In the future, the program could be improved in the following ways:

  • Train custom punctuator model on data from transcribed interviews for better accuracy
  • Find faster model for audio transcription
  • Include summaries of text along with the interview data
  • Include functionality for multiple languages
    • Most tools have models in multiple languages but metadata about the language will need to be integrated

How to use

Begin by cloning the repo locally. After cloning the repo, you will need to create a .env file in the root directory and include the following fields:

BLOB_ACCOUNT_URL=""
BLOB_ACCOUNT_CREDENTIAL=""
BLOB_CONTAINER=""
TRANSCRIBER_HOSTNAME="transcriber_server"
TRANSCRIBER_PORT="8002"
NLP_TOOLS_HOSTNAME="nlp_tools"
NLP_TOOLS_PORT="8001"
BACKEND_HOSTNAME="backend"
BACKEND_PORT="8000"
# PostgreSQL Container Secrets
POSTGRES_USER=
POSTGRES_PASSWORD=
POSTGRES_DB=

Please note that you will need to specify the first three and last three fields.

Next, you will need to upload the audio file you would like to transcribe to your Azure container. You must know the blob key of the audio file for use later. Note that at this time, the service only works with .wav files.

The services can be run concurrently using the docker-compose file in the root folder. The services can be run using the following commands in the root directory with the .env file:

docker compose build
docker compose up

This service replies on a backend created for the UMass Rescue Lab. The latest image of this package will be pulled using docker-compose. We now need to set up the database manually before running the Interview Transcriber. Instructions for the setting up the database can be found at: https://luxuriant-save-c5e.notion.site/Setting-Up-Backend-Docker-Container-dd2ce1e805e84b44a245991c96d46591.

Note that if you want the service to write results to the database, metadata will need to be added to the database before the transcription begins. These objects include:

  • Case
  • Blob
  • Question

Further information about object structure can be found here: https://github.com/UMass-Rescue/596-S22-Backend/blob/main/app/models.py. The Blob object will contain data for the .wav file to be transcribed. You can add as many questions to look for in the interview as you need one at a time. If you do not include these object, you will be able to see the results in the console.

Requests can then be made to the server using any API interface you prefer, we recommend Postman.

At this time, you can send requests to the backend to add objects to the database if you choose.
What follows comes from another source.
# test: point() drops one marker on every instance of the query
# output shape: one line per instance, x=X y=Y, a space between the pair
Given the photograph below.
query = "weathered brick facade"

To create the case, post to http://0.0.0.0:8000/cases/ with no body.

To create a Blob,post to http://0.0.0.0:8000/{case}/blobs with the body:

{
"key": {str},
"file_type": {str},
"description": {str},
}

To create a Questions, post to http://0.0.0.0:8000/{case}/questions with the body:

{
"text": {str}
}

We can now use the transcriber.

If you did not include the additional objects in the back end, you can send requests to http://0.0.0.0:8002/sendTranscription with the body:

{
"audio_filename": "short_test_audio",
"questions" : ["Slide the box into that empty space.", "She danced like a swan tall and graceful."]
}

These requests will not write data to the database but will print the results in the console.

If you did include additional objects in the backend, you can send a post request to http://0.0.0.0:8000/{case}/interviews with the body:

{
"first_name": {str},
"last_name": {str},
"address": {str},
"blob_id": {int}
}

Note that you will need to fill in the fields with the appropriate data, including the id of the Blob object you created earlier.

The transcription service may take several minutes to run but when it completes you will be able to use http://0.0.0.0:8000/interviews/{interview_id}/answers to get the results.

Each service can be run with docker locally to debug. See the corresponding READMEs for more details.